Unrestricted warfare economic strategy — the use of financial markets, trade policy, and commercial mechanisms as weapons of geopolitical conflict — is not a theory. It is a documented doctrine, and China has been executing it for twenty-five years while the West debated whether it was real.
In 1999, two colonels in the People’s Liberation Army published a strategic manual titled “Unrestricted Warfare.” Its central argument was that 21st century conflict would not be limited to kinetic military engagements. Any domain — financial markets, trade networks, information systems, material supply chains, legal systems — could be weaponized against an adversary. The key insight was that Western liberal democracies, conditioned to think of warfare as tanks and aircraft, would not recognize economic and commercial operations as acts of war until the damage was irreversible.
Craig Tindale’s analysis in his Financial Sense interview maps the execution of this doctrine across the critical mineral supply chain with forensic precision. Chinese state smelters offering below-cost processing contracts to Chilean copper miners — unrestricted warfare. State-backed short sellers targeting DoD-funded industrial startups — unrestricted warfare. Gallium export restrictions timed to coincide with Western directed energy weapons programs — unrestricted warfare. The pattern is consistent, the doctrine is explicit, and the West has been largely too conditioned by Cold War kinetic thinking to recognize it.

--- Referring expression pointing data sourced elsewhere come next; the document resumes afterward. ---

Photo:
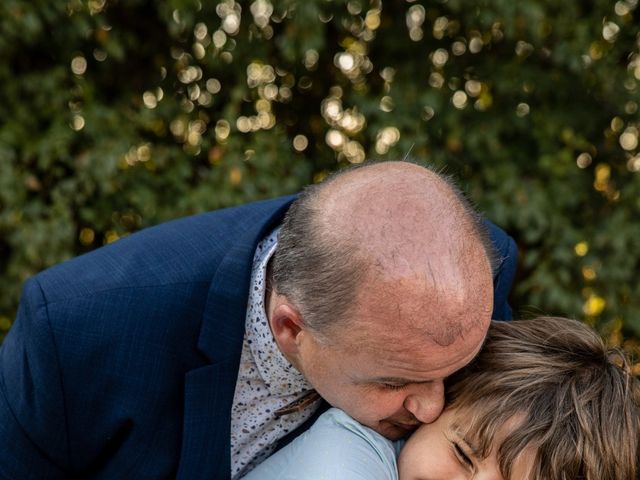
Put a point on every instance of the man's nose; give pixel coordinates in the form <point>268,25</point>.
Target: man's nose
<point>426,401</point>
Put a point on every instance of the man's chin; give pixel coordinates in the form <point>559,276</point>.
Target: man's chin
<point>395,430</point>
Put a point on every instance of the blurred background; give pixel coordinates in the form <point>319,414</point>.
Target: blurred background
<point>117,115</point>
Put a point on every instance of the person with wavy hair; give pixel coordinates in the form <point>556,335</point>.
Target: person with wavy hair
<point>544,400</point>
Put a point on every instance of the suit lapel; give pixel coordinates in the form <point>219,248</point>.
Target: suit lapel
<point>209,390</point>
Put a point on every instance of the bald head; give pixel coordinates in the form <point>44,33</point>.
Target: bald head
<point>393,244</point>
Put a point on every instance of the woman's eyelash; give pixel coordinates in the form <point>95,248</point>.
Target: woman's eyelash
<point>461,455</point>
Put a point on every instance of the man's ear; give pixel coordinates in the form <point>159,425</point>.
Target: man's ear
<point>286,325</point>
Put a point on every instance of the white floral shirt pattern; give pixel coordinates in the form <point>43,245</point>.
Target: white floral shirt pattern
<point>266,381</point>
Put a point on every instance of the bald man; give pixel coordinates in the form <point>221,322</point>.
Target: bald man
<point>197,348</point>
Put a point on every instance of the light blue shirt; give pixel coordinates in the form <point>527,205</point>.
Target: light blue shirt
<point>336,447</point>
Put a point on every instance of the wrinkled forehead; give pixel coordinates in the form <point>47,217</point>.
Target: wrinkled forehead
<point>392,353</point>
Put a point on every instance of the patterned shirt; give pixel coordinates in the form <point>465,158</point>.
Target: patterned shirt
<point>266,383</point>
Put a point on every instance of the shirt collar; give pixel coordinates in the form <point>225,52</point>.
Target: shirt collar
<point>280,377</point>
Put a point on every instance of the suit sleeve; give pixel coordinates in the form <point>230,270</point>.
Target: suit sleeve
<point>33,440</point>
<point>504,270</point>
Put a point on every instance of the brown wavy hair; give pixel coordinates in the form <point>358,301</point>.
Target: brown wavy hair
<point>574,401</point>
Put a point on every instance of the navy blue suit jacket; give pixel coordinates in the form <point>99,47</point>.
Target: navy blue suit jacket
<point>122,362</point>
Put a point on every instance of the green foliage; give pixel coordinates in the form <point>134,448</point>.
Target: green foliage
<point>119,115</point>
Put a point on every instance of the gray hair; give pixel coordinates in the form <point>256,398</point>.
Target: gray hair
<point>318,272</point>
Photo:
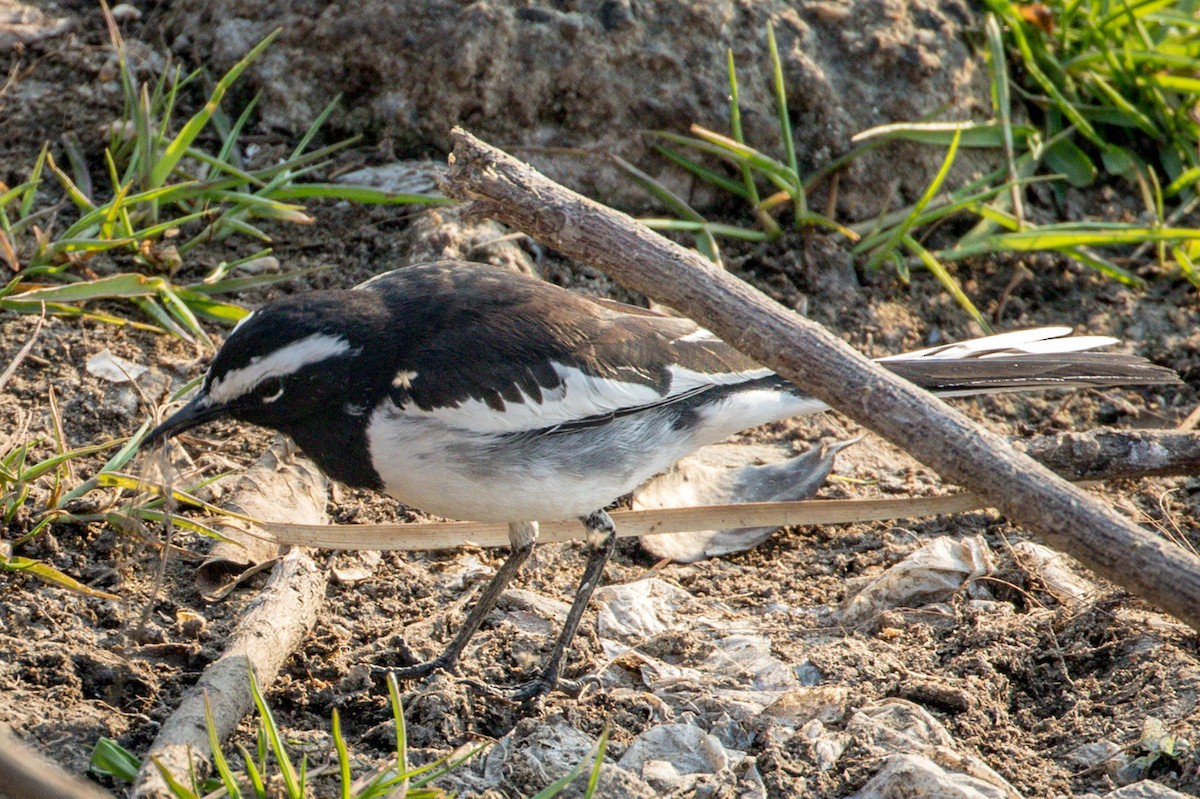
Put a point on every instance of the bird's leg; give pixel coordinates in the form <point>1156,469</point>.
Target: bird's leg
<point>601,542</point>
<point>522,536</point>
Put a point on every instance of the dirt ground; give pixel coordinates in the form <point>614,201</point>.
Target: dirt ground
<point>1050,695</point>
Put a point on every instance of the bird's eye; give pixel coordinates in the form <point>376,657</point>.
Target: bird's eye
<point>269,390</point>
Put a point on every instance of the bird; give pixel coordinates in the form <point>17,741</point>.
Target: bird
<point>480,394</point>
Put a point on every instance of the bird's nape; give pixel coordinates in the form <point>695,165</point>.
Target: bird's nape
<point>478,394</point>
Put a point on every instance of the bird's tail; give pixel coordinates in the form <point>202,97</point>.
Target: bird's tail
<point>1043,358</point>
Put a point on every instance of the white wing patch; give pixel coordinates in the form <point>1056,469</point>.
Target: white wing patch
<point>286,360</point>
<point>580,396</point>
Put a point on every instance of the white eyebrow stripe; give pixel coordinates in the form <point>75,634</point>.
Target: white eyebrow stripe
<point>287,360</point>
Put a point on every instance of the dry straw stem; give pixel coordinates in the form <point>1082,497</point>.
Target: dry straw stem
<point>1097,455</point>
<point>1030,494</point>
<point>267,635</point>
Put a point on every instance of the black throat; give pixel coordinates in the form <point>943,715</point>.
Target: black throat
<point>337,443</point>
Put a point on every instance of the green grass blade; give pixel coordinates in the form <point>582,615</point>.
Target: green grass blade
<point>186,136</point>
<point>947,281</point>
<point>48,574</point>
<point>177,788</point>
<point>253,773</point>
<point>343,758</point>
<point>35,179</point>
<point>291,780</point>
<point>397,714</point>
<point>658,190</point>
<point>109,758</point>
<point>353,193</point>
<point>785,124</point>
<point>597,764</point>
<point>888,247</point>
<point>219,760</point>
<point>316,126</point>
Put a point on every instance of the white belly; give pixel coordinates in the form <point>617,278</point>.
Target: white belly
<point>529,476</point>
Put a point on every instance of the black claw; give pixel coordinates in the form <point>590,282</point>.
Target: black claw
<point>520,694</point>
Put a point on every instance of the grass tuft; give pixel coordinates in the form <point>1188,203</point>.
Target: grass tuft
<point>167,193</point>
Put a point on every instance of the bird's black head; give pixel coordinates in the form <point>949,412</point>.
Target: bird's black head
<point>295,365</point>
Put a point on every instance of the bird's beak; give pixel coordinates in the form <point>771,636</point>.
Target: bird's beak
<point>197,412</point>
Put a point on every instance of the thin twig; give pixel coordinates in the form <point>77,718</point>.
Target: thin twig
<point>813,358</point>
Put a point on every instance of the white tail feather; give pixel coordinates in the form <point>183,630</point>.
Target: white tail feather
<point>1038,341</point>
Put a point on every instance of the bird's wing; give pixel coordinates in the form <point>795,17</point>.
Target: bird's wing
<point>501,353</point>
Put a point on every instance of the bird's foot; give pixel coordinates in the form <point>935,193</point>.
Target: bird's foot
<point>445,661</point>
<point>531,690</point>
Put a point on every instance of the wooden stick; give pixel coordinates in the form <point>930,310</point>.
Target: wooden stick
<point>805,353</point>
<point>268,632</point>
<point>1097,455</point>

The investment implication is that standard geopolitical risk frameworks are insufficient. Companies with Chinese-controlled input dependencies carry risks that don’t appear in standard financial models. The risk is not that China will invade. The risk is that China will simply stop issuing export licenses. That is a commercial decision that happens to produce military-grade strategic outcomes. Unrestricted warfare economic strategy doesn’t require a declaration of war. It just requires patience and control of the midstream.